An analysis of launched peptide drugs and compounds in late-stage development indicated that the peptide market would grow in 2006 at a rate of approximately 5%. Beginning in late 2007, Phase III and some fast-track Phase II candidates will start moving through the registration and approval process. As these drugs get sanctioned and are marketed, the overall peptide market is expected to increase at around 10%. Further growth is expected toward the end of this decade and beyond.
The 67 marketed peptide drugs, tracked by the Pharmaprojects database, target 29 disease indications. Diabetes and osteoporosis ranked first and second in terms of number of medications. The majority of all these therapies have been on the market eight-plus years.
Looking forward, the market for peptide drugs will begin to show increased growth as drug candidates in Phase III and Phase II trials gain approval and enter the market. The peptide drug pipeline is robust, with the number of disease indications being investigated growing from 29 to 64. Disease areas with significant peptide therapeutic development activity include cancer, infection, and pain—all billion-dollar markets.
Peptides have potential as therapeutic molecules because they can be designed to engage a larger portion of the target protein thus providing greater specificity. The common goal of all drugs, whether small molecules, peptides, or antibodies, is highly specific binding to a target protein that plays a key role in the initiation and progression of the disease. A target protein can be present outside, in the membrane, or within the cell. Development of a compound to target a specific protein site can require extensive knowledge of the target, especially its amino acid sequence and folded structure.
Although the small molecule and peptide drug development processes are similar, the latter offers a number of drug development challenges. These obstacles include:
• less stability in bodily fluids
• more expensive manufacturing
• tough delivery due to rapid in vivo degradation by proteases
• production in larger quantities for clinical investigations, because of continuous administration due to rapid degradation
Peptide drugs currently represent a small but growing number of pharmaceutical molecules. Interest in these therapeutics has recently intensified with key developments in modifications of peptides with non-natural amino acids to increase stability, improvements in manufacturing to increase yield and reduce cost, synthesis of diverse peptide libraries to screen large sets of drug targets, and phage-display technology to identify target-specific peptides.
In the last two decades peptide drugs were usually close to 10 amino acids in length. Current peptides are much larger and more complex in structure, often incorporating modified or unnatural amino acids.
For example, the approved peptide drug Fuzeon contains 14 different amino acids in its 36-amino acid chain and requires 106 manufacturing steps. This complex process is used to produce 3,700 kg per year of Fuzeon, 60–300 times the annual production of synthetic peptides such as calcitonin or leuprolide.

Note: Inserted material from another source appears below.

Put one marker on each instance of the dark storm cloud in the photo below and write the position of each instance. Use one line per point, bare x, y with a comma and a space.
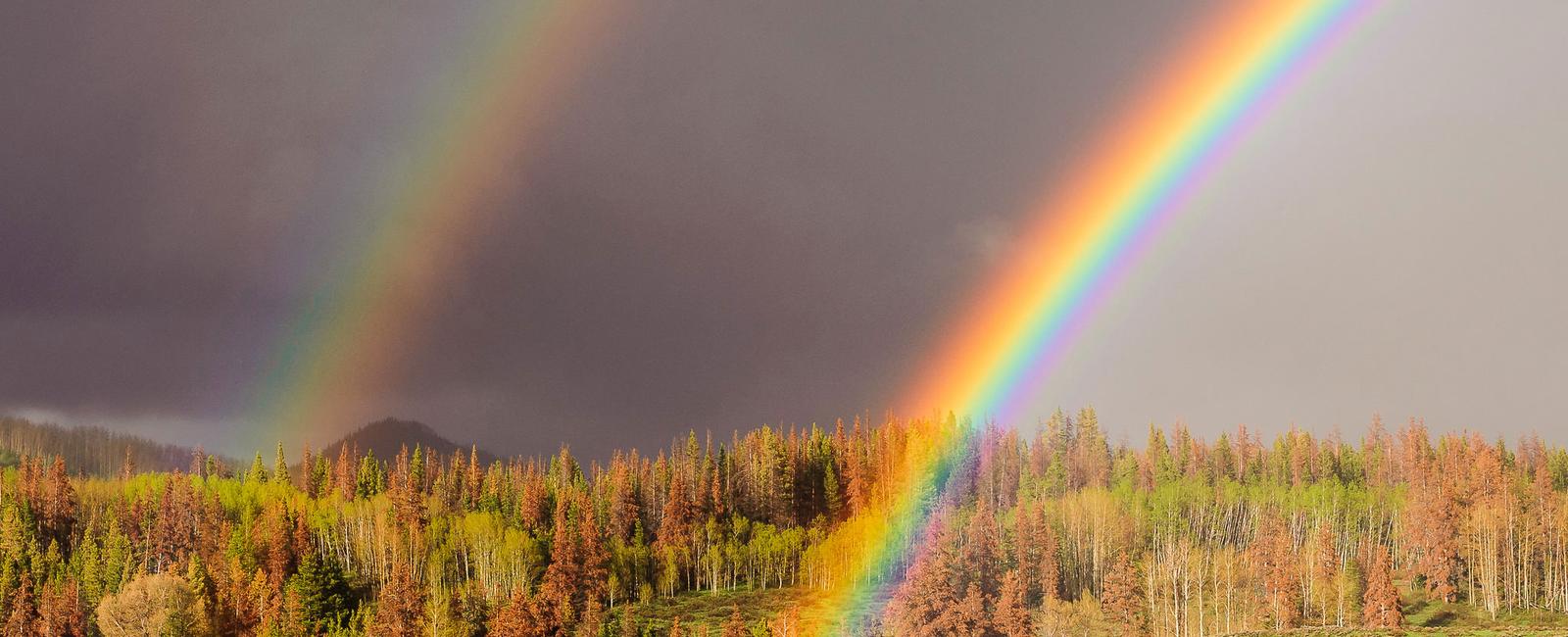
742, 214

This large production quantity is necessitated by the need to administer high-concentration doses of Fuzeon to achieve biological activity. For adults, this dosage translates into twice-daily subcutaneous injections of 90 mg each. Fuzeon manufacture requires approximately 44 different raw materials from 10 different countries and the process from start to finished product takes more than six months to complete. Fuzeon is synthesized in three fragments using solid-phase chemistry followed by a solution-phase step to combine the three fragments.
Peptides are currently being developed as vaccines and for therapeutic applications in a variety of diseases. These indications include allergy/asthma, arthritis, cancer, diabetes, growth impairment, inflammation, baldness, analgesia, ophthalmology, epilepsy, gynecology, obesity, and hemostasis as well as cardiovascular, CNS, antiviral, antibacterial, and GI diseases.